In the infamous Tyson tat case, the ABA Journal has reported, “it’s increasingly clear that the law also applies to ink on skin.” The Journal quoted U.S. District Judge Catherine D. Perry, who said in a 2011 hearing that, of “course tattoos can be copyrighted. …I don’t think there is any reasonable dispute about that.” The Journal also noted that a “growing body of case law derived from a series of high-profile lawsuits suggests that ultimately it’s the tattoo artist—not the person who bears the tattoo—who owns the rights to that tattoo.”
Or, is it a valid legal argument that, as soon as the ink dries, the wearer of a tat has implied license to it, and the design’s creator loses control, as two law professors (at UCLA and NYU) have posited?
Getting ahead of a concern
Eriq Gardner, whose entertainment law beat for the Hollywood Reporter keeps him immersed in issues of interest to the industry, has written that, even “though there haven’t been any stories of big legal victories by tattoo artists, there’s enough anxiety to keep lawyers imagining the possibilities.”
Pro quarterback Colin Kapernick got himself some bonus publicity when he took the time to secure rights to his many tats, so they could appear in a video game with timely graphic enhancements that would let fans really visualize his skin art.
The NFL players’ group has urged its members to secure rights for their tats from the skin artists who etch them, just in case.
That prophylactic step might be wise, considering the proliferating litigation:
In 2004, EA Games, a video games maker, was sued over a Ricky Williams tattoo that appeared on the cover of the magazine NFL Street. Williams himself also was named by the copyright owner. The case eventually was dismissed.
In 2014, tattoo artist Victor Escobedo sued video game maker THQ for including tattoos of famed UFC fighter Carlos Condit in their game with his distinguishing features and body art without his permission, Forbes reports. The magazine said Escobedo had sought $4.1 million but received $22,500.
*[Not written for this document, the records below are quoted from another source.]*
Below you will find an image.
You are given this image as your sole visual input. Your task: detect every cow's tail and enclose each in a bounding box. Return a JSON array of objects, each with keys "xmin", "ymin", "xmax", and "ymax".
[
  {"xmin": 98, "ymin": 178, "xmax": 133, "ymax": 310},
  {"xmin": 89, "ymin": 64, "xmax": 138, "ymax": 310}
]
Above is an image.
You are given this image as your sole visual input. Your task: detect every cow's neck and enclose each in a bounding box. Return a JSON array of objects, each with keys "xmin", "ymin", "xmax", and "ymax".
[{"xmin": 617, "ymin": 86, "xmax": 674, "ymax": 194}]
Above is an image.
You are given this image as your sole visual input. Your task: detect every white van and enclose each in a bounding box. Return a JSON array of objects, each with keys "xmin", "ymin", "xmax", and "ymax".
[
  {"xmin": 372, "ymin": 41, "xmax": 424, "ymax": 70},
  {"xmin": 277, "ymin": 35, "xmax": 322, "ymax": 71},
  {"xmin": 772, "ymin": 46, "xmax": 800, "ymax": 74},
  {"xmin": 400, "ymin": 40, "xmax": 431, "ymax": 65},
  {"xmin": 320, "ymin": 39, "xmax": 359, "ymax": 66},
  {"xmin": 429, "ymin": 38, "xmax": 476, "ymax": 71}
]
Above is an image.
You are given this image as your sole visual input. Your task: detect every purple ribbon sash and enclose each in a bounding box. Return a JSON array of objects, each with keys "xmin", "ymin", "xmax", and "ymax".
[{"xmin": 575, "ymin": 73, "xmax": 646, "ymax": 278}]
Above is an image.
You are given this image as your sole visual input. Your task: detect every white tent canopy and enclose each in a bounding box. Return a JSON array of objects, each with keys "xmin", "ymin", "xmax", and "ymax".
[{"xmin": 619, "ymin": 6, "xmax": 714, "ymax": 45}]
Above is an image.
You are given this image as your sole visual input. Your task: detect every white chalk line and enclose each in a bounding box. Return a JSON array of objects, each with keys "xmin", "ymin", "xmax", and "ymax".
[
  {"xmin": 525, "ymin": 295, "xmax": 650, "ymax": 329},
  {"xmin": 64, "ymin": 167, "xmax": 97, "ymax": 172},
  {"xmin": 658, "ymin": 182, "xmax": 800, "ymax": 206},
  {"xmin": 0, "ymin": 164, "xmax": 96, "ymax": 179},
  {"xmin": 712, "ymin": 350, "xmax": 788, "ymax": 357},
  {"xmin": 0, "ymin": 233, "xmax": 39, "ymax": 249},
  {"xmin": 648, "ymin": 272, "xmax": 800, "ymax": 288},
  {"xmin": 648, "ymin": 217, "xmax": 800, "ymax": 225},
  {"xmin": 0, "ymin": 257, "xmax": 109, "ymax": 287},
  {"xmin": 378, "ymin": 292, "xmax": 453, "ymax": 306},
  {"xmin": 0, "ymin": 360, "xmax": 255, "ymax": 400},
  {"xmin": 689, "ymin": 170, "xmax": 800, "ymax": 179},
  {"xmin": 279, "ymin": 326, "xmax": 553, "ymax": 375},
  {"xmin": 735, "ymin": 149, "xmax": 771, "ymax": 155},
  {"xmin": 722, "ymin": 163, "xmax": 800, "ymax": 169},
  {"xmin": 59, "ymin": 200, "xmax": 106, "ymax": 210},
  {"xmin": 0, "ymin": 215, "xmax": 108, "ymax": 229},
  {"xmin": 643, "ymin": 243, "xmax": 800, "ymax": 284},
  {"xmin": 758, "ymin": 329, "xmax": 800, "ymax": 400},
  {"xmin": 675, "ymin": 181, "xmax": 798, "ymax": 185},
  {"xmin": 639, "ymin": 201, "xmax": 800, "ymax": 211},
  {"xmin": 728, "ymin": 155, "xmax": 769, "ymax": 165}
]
Earlier, in 2005, legendary British tat artist Louis Malloy got a lot of tabloid attention by asserting he would sue for nfringement when soccer superstar David Beckham planned to feature Malloy tats in an ad campaign. Also in 2005, skin artist Matthew Reed sued Nike and NBA basketball player Rasheed Wallace over a Reed tattoo featured in a Nike ad. That suit also settled out of court
As for the latest case involving the NBA2K series, some analysts are wary, one writing in Forbes: “Take-Two could be in a pretty tough spot since these are multiple designs across a number of players, and one of them was on the box art for NBA 2K14.”